Front page | perl.perl5.porters |
Postings from April 2012
Re: unicode question
From: Brian Fraser
April 25, 2012 20:51
Re: unicode question
Message ID: CA+nL+nYo1zo8vHVOj0YSw8ygquCmE7rih67UHxK9jBO2zOo2nw@mail.gmail.com
On Wed, Apr 25, 2012 at 10:12 PM, Linda W <firstname.lastname@example.org> wrote:
> I read this in my 5.14 documentation (in man page, for perlunicode, my
> p#\) added).
> 1) "use encoding" needed to upgrade non-Latin-1 byte strings
> By default, there is a fundamental asymmetry in Perl's Unicode
> model: implicit upgrading from byte strings to Unicode strings
> assumes that they were encoded in ISO 8859-1 (Latin-1), but Unicode
> strings are downgraded with UTF-8 encoding. This happens because
> the first 256 codepoints in Unicode happens to agree with Latin-1
Side comment, but eep, are the docs still suggesting that people do 'use
encoding'? I don't think they should.
> 1.1) See "Byte and Character Semantics" for more details.

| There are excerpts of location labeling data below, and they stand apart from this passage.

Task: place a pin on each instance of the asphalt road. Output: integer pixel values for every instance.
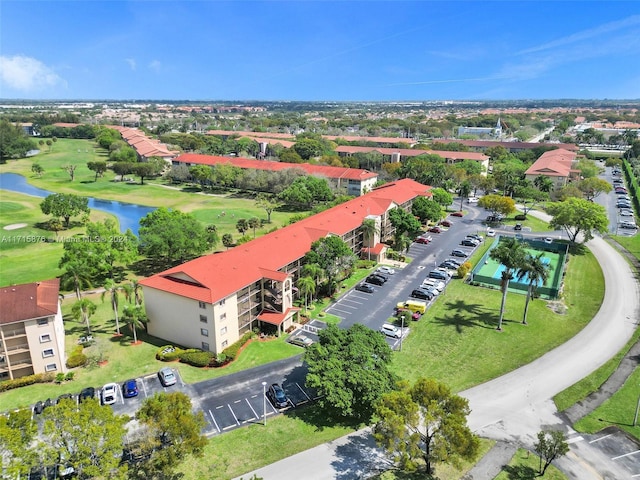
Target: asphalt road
(516, 406)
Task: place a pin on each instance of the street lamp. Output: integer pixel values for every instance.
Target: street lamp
(264, 402)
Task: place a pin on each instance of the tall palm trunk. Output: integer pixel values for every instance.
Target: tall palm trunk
(526, 303)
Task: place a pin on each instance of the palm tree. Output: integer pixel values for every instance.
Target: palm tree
(135, 317)
(83, 309)
(537, 272)
(307, 287)
(511, 254)
(111, 288)
(369, 230)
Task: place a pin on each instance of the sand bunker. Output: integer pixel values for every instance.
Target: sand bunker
(15, 226)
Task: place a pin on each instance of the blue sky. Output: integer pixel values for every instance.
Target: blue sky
(319, 50)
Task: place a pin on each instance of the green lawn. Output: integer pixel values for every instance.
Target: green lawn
(525, 466)
(618, 410)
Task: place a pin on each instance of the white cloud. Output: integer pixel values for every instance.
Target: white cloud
(27, 74)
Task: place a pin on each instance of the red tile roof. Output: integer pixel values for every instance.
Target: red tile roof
(554, 163)
(410, 152)
(29, 301)
(214, 277)
(323, 170)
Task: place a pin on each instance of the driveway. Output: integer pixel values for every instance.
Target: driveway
(516, 406)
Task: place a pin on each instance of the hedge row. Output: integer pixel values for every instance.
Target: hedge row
(200, 358)
(27, 380)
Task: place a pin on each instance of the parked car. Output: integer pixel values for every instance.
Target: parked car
(469, 242)
(438, 274)
(109, 394)
(386, 270)
(301, 341)
(38, 408)
(433, 283)
(86, 393)
(375, 280)
(390, 330)
(167, 377)
(630, 225)
(422, 294)
(130, 389)
(365, 287)
(277, 396)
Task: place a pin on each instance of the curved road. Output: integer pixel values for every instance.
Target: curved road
(516, 406)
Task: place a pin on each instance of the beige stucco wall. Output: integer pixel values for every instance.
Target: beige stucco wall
(177, 320)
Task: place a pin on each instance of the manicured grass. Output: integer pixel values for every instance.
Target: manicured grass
(525, 466)
(456, 341)
(618, 410)
(578, 391)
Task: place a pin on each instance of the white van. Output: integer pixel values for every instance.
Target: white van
(391, 330)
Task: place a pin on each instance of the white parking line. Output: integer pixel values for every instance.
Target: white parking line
(214, 421)
(625, 455)
(254, 412)
(233, 413)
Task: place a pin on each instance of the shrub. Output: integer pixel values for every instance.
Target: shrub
(76, 360)
(197, 358)
(169, 353)
(232, 350)
(27, 380)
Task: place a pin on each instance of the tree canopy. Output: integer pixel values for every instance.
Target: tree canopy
(350, 370)
(424, 422)
(65, 205)
(173, 235)
(578, 216)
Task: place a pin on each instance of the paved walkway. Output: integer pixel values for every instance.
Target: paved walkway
(513, 408)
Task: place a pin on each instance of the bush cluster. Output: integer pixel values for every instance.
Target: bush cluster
(27, 380)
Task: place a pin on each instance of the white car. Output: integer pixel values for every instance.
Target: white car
(109, 394)
(387, 270)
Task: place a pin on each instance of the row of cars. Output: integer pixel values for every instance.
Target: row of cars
(108, 394)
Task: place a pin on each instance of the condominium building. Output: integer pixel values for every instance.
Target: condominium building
(210, 302)
(31, 330)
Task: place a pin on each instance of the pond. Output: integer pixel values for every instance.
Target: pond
(128, 214)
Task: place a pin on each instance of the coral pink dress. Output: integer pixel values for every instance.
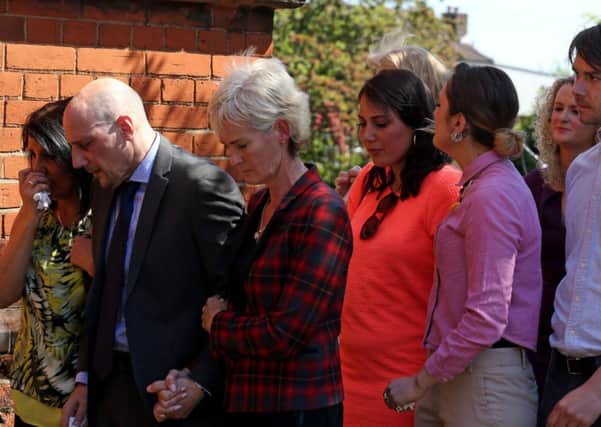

> 2) Byte and Character Semantics
> Beginning with version 5.6, Perl uses logically-wide characters to
> represent strings internally.
> 3) Starting in Perl 5.14, Perl-level operations work with characters
> rather than bytes within the scope of a "use feature
> (or equivalently "use 5.012" or higher). (This is not true if bytes
> have been explicitly requested by "use bytes", nor necessarily true
> interactions with the platform's operating system.)
> Ok. If I understand the above correctly, then starting in 5.14 -- but
> triggered by 5.012? 5.14.0 (or 5.014?)... and NOT in 5.12, (?!?! what
> happens there, if not the same, why is the trigger 5.12?)
unicode_strings did not apply to all operations in 5.12. If I recall
correctly only the regex engine was effected in 5.12? Anyway, use 5.012;
(or use v5.12;) or later (use 5.014; use 5.016: yadda) will implicitly
enable unicode_strings, as if you had explicitly done 'use feature
':5.12';', or 'use feature qw( say switch state unicode_strings );'
> Then the statement in paragraph 1 about perl having fundamental assymetric
> problems, no longer applies?
In 5.14+ under unicode_strings, that's mostly right. It's all mostly
treated as UTF-8, syscalls aside. See "The Unicode Bug" and "When Unicode
Does not Happen"
> I.e. If I'm on a UTF-8 system, and my env is set for UTF-8:
> > locale
> The the default will NOW be UTF-8??? (and is wasn't before?!?!?!
Nope. locales have nothing to do with it. Your locales will only come into
effect if you do 'use locale', or slightly more sanely in 5.16 if you do
'use locale ":not_characters"'. Moreso, after you set all those vars, what
did you the expect to be affected? The regex engine? Operations on strings?
IO? How @ARGV is decoded? How the source code is parsed? All/some?
> IF perl properly pays attention to the environment, as I thought it was
> documented to do in 5.8, great.
I have never really used 5.8, but it was my impression that the Unicode
model in 5.8.0 was different from the model of later versions. So when
someone tells you something about 5.8, you ask what sub-version, and by
which vendor : D
> If not... er..*OUCH* (that hurts) -- I've though perl was fully unicode
> in a UTF-8 env since 5.8... when I was told it was... (me<-gullible).
> So was a I idiot for drinking the koolaid instead of the fine print (a bit
> dry to quench thirst)? Is it fixed now?
We are all idiots drinking the koolaid when it comes to Unicode. In that
regard, http://stackoverflow.com/a/6163129 as well as the perlunicook
manpage (new in 5.16!) are _very_ nice resources.